The pile shrinks further:

Kurt Eichenwald (2005), Conspiracy of Fools: A True Story (New York: Broadway: 0767911792).

It's interesting. Eichenwald writes a huge book--800 pages--and at the end of it a casual reader has no understanding of why Enron went bankrupt. Enron reported $11 billion of stockholders' equity as of the end of 2000. It made an additional $2 billion or so during the Great Raid on California in early 2001. Yet by September of 2001 it had $30 billion in debt, $10 billion of which was coming due in the next year, and no net cash flow.

Andy Fastow and his friends didn't take that much via their Raptor and LJM vehicles: $250 million tops. Andy Fastow and company didn't lose all that much by using Raptor, LJM, and other vehicles to place bets on Enron stock on behalf of Enron--$1.25 billion, max. There's still some $11.5 billion of reported stockholders' equity that went missing.

Enron used what it claimed was "mark to market" accounting. Each time a contract was completed, the contract was valued as if it were a liquid security, and the value imputed in that as if process was booked as revenue. This meant that a negotiator desperate to reach a deal could (a) give away the store to the counterparty, and still (b) make assumptions in his "mark to market" valuation that made the deal look really profitable.

Now at least the first generation of Enroners were not profoundly stupid fools: they had people in charge of reviewing and monitoring the contracts made--experts in figuring out what the contract would be worth if it were a liquid security. People like Vince Kaminski, who one day, Eichenwald reports, got a call from Enron President Jeff Skilling:

"There have been some complaints, Vince, that you're not helping people do transactions," Skilling said. "Instead, you are spending all your time acting like cops." A pause. "We don't need cops, Vince."

Skilling's predecessor as President of Enron, Richard Kinder, quit Enron in 1996 when the board of directors refused to anoint him as CEO-heir-apparent.
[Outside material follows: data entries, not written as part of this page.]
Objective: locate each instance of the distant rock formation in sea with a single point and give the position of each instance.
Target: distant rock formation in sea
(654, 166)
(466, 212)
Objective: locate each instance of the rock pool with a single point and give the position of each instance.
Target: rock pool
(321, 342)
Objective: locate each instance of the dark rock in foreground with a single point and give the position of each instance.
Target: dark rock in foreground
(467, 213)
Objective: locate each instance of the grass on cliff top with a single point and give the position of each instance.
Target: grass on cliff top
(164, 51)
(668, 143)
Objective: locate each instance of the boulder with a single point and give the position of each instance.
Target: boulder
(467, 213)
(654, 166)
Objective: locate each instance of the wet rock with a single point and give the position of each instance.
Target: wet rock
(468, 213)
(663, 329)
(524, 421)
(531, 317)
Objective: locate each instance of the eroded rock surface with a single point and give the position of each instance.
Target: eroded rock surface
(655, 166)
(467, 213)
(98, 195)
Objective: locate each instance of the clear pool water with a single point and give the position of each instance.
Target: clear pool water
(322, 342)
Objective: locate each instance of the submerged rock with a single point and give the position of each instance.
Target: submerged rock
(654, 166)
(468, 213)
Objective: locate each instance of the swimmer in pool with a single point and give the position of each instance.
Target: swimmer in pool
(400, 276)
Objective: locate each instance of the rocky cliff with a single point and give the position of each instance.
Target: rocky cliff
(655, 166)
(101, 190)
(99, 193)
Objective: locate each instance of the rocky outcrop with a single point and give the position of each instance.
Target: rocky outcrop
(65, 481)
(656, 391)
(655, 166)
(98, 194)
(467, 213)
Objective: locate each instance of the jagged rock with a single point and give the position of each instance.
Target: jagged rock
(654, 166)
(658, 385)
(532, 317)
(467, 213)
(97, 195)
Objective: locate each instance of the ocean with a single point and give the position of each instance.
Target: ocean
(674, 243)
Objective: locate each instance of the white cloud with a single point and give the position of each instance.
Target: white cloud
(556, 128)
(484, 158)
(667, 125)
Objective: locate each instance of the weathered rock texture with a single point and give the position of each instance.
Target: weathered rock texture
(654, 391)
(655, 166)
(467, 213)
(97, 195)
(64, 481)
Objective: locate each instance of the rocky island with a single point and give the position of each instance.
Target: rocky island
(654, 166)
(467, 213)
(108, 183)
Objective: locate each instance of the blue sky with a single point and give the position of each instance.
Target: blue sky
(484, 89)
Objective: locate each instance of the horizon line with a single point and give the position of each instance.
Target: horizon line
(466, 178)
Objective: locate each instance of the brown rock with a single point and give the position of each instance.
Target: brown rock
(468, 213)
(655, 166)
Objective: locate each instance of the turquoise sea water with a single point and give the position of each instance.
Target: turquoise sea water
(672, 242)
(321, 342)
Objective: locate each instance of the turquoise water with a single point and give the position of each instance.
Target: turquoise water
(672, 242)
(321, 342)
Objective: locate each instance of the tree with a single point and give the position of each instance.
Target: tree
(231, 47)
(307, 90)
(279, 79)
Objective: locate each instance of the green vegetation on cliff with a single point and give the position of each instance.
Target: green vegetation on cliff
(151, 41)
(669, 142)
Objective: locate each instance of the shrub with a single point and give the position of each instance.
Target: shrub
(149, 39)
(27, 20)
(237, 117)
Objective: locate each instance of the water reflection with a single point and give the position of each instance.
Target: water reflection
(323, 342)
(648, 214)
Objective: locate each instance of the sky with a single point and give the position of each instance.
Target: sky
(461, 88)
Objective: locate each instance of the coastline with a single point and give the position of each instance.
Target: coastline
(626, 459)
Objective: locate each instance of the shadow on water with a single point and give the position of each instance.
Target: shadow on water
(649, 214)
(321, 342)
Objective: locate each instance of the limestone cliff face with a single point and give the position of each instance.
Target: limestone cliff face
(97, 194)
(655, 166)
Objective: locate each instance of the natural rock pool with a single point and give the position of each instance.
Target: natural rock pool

He went out and founded Kinder Morgan, buying up Enron's pipeline operations in 1997 Today Kinder Morgan is a profitable energy transportation and distribution company with a current market value of roughly $25 billion--of which $2.4 billion is Kinder's. You can bet that Richard Kinder very much believes that his company needs "cops."

Nevertheless, $11.5 billion in reported stockholders' equity gone? That's a lot of money to lose because you are allowing your traders and executives to assign optimistic valuations to their own deals.